Antes da descoberta dos distantes Urano, Netuno e Plutão, a astrologia antiga, ignorando a existência de outros planetas além dos observáveis a olho nu, tinha Saturno como a última fronteira. Esse astro de pálido brilho amarelo era chamado de “grande maléfico” por suas associações com limites e restrições. A moderna astrologia já não o vê com tintas tão negativas. Mas seu movimento por certa posição num mapa celeste sempre revela uma área de acerto de contas com a realidade. E Saturno agora, em seu giro de 29 anos, transita de novo no ponto do signo ascendente do Brasil, em Aquário. Estamos num limiar: um tempo acabou, outro está a nascer.
É natural que o fim de todo ciclo convide a avaliações. Nessas ocasiões, tanto pode haver uma boa recompensa pelos esforços empenhados – e o Saturno mitológico, com sua foice, era o senhor das colheitas –, como o reconhecimento das fragilidades da etapa concluída e dos ajustes e melhorias para prosseguir. Qual um professor severo que devolve a cada aluno o justo valor de seu desempenho, Saturno entrou na tradição astrológica como um parâmetro de consequências. É a tal história de cada um colher o que plantou.

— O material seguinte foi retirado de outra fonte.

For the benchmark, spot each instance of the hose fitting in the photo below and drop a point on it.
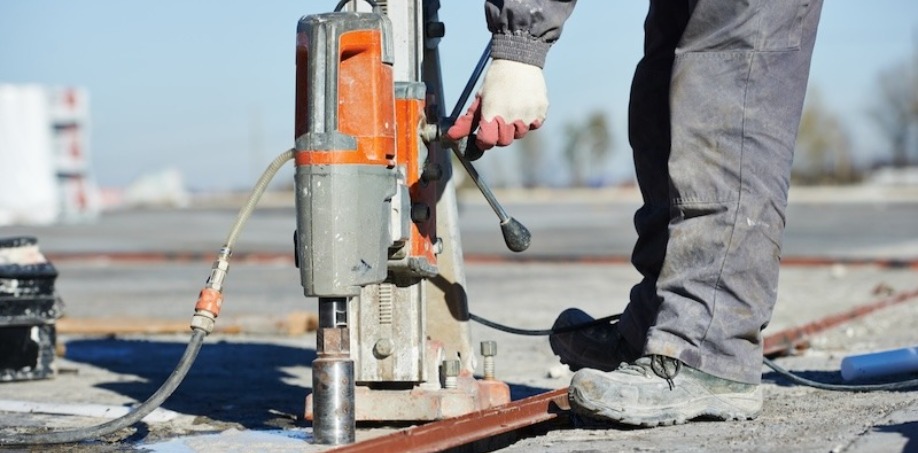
(210, 300)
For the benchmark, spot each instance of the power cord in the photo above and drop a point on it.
(901, 385)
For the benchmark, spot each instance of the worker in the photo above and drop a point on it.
(715, 106)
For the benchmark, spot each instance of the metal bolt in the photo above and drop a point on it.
(382, 348)
(451, 374)
(432, 172)
(488, 351)
(435, 29)
(420, 212)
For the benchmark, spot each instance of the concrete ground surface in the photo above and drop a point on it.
(245, 393)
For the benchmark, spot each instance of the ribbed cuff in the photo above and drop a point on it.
(519, 48)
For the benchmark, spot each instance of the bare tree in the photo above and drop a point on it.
(897, 111)
(823, 150)
(587, 145)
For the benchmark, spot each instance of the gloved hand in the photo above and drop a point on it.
(513, 100)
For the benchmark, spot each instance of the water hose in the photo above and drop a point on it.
(202, 324)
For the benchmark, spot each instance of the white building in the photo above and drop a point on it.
(45, 171)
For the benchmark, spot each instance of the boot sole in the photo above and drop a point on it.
(724, 407)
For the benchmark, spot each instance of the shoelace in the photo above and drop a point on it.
(666, 367)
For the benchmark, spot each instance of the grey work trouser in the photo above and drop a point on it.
(715, 106)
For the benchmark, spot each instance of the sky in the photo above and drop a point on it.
(206, 86)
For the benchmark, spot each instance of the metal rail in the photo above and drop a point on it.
(472, 258)
(455, 432)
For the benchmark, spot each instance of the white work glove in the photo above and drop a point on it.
(513, 100)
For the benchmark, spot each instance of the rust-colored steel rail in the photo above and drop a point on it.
(454, 432)
(788, 339)
(470, 258)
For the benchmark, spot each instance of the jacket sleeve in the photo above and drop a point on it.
(524, 30)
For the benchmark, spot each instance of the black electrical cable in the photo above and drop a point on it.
(902, 385)
(543, 332)
(104, 429)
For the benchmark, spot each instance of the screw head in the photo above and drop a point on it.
(382, 348)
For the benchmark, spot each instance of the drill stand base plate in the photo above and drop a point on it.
(420, 404)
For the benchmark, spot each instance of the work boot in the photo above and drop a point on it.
(599, 347)
(658, 390)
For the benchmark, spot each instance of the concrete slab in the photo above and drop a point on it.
(246, 391)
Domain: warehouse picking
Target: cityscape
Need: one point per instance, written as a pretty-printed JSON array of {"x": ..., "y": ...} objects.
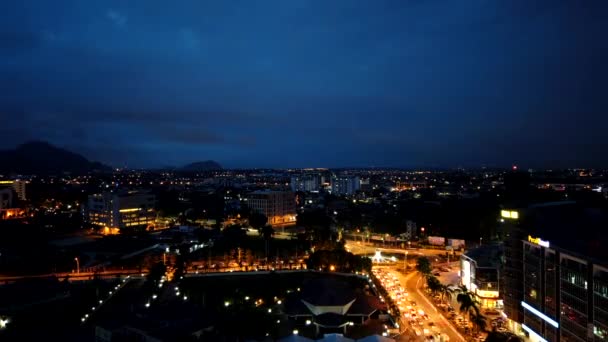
[{"x": 302, "y": 171}]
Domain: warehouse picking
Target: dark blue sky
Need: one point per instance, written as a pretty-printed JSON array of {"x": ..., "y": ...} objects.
[{"x": 297, "y": 83}]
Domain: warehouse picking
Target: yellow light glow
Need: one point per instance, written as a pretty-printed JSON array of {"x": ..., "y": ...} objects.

Saturno é um planeta ambivalente, para além desse nível de ser um prêmio ou uma cobrança. Ele é o construtor que também aponta a hora da mudança. Tanto que, no zodíaco, rege o terrestre e conservador signo de Capricórnio e também o aéreo e inovador Aquário. É o mesmo princípio estruturador operando no universo concreto capricorniano e como modelo social aquariano, embora pareçam instâncias tão distintas. Seja como for, faltas ou excessos podem comprometer o todo. Saturno é o problema ou a dor que sinaliza correções necessárias. Aliás, como disse o psicólogo Carl Jung, não há crescimento sem dor.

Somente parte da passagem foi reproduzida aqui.